Une séance forte en émotion et en adrénaline !

Je voulais une scène dantesque auprès de Zurich avec une révélation autour de la menace indicible qui plane sur Millevaux et le monde. Je pense avoir réussi mon effet. Mes joueurs ne savaient plus quoi penser.

J’avais aussi l’idée de l’attaque des vers et du tirage de cartes avant la partie. J’ai utilisé de manière très simplifiée le tarot dit « L’Oracle de l’Ultime Vérité » de Jaap de Boer (un outil que j’aime beaucoup pour son graphisme et sa conception). Bref, comme souvent lors de mes maitrises, j’ai mélangé les approches et les médias.

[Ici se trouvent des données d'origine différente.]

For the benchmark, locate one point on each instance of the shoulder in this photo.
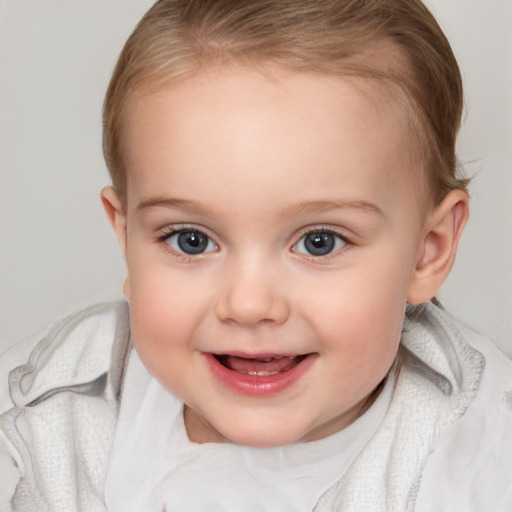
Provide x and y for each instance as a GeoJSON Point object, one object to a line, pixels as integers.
{"type": "Point", "coordinates": [62, 388]}
{"type": "Point", "coordinates": [76, 350]}
{"type": "Point", "coordinates": [469, 468]}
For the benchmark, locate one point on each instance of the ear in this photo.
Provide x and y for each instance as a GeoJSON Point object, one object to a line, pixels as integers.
{"type": "Point", "coordinates": [116, 215]}
{"type": "Point", "coordinates": [444, 226]}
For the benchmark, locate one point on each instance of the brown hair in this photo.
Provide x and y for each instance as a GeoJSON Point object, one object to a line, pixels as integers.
{"type": "Point", "coordinates": [396, 42]}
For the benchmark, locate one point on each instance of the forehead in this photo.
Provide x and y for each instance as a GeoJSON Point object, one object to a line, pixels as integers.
{"type": "Point", "coordinates": [305, 129]}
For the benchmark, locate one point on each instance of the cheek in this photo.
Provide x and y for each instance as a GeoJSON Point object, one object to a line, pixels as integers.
{"type": "Point", "coordinates": [162, 311]}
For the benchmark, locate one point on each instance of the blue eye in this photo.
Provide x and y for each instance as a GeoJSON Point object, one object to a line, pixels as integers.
{"type": "Point", "coordinates": [319, 243]}
{"type": "Point", "coordinates": [189, 241]}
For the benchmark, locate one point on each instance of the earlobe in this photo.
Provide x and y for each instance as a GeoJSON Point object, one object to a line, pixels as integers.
{"type": "Point", "coordinates": [115, 213]}
{"type": "Point", "coordinates": [444, 227]}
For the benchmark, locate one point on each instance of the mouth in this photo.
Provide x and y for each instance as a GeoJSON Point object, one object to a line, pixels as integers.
{"type": "Point", "coordinates": [261, 366]}
{"type": "Point", "coordinates": [261, 374]}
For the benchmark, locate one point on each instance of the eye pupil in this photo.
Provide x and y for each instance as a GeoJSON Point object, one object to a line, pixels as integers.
{"type": "Point", "coordinates": [319, 244]}
{"type": "Point", "coordinates": [192, 242]}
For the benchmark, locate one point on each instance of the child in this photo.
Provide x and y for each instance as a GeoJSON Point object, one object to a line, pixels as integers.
{"type": "Point", "coordinates": [285, 195]}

Au final, cette partie a été largement improvisée. Albar a été créé par Philippe, le joueur d’Erwan. La vieille femme m’est venue dans l’instant. Avant la séance, je ne savais pas où exactement j’allais caler une scène de cartomancie. J’ai aimé lier le tirage via Zora à l’arrivée des vers même si cela n’était pas mon idée initiale.

J’aurais pas mal de choses à dire et redire sur ces quatre séances. Je pense que cela mériterait un jeu de questions-réponses car il n’est pas facile de rendre ici et par écrit tout le processus créatif instantané ou pré pensé et le vécu autour de la table. Quoiqu’il en soit, je me suis amusé et je pense que mes joueurs aussi.

En fin de partie, ils ont décidé de se rendre à Paris/Métro même si l’un d’eux voulait d’ores et déjà aller en Suisse. Les autres l’ont convaincu que c’était trop tôt selon eux.

J’espère que vous avez apprécié la lecture. N’hésitez pas, je reste à l’écoute. Je pense que la première version des règles de Millevaux, ère forestière sera bientôt disponible ;)


Commentaires de Thomas :

A. Pour info, il y a déjà eu une partie de Millevaux jouée à Reims, dans le cadre d'une campagne Inflorenza (la cathédrale jouait également un rôle) : Les marais corrompus de la Somme, par naamshub, MarcusS, Tyxu

B. La vieille fait tirer une carte de tarot pour le présent et une pour le futur. Pour info, à Millevaux, on utilise principalement les tarots pour accéder au passé : on appelle ça le tarot de l'oubli.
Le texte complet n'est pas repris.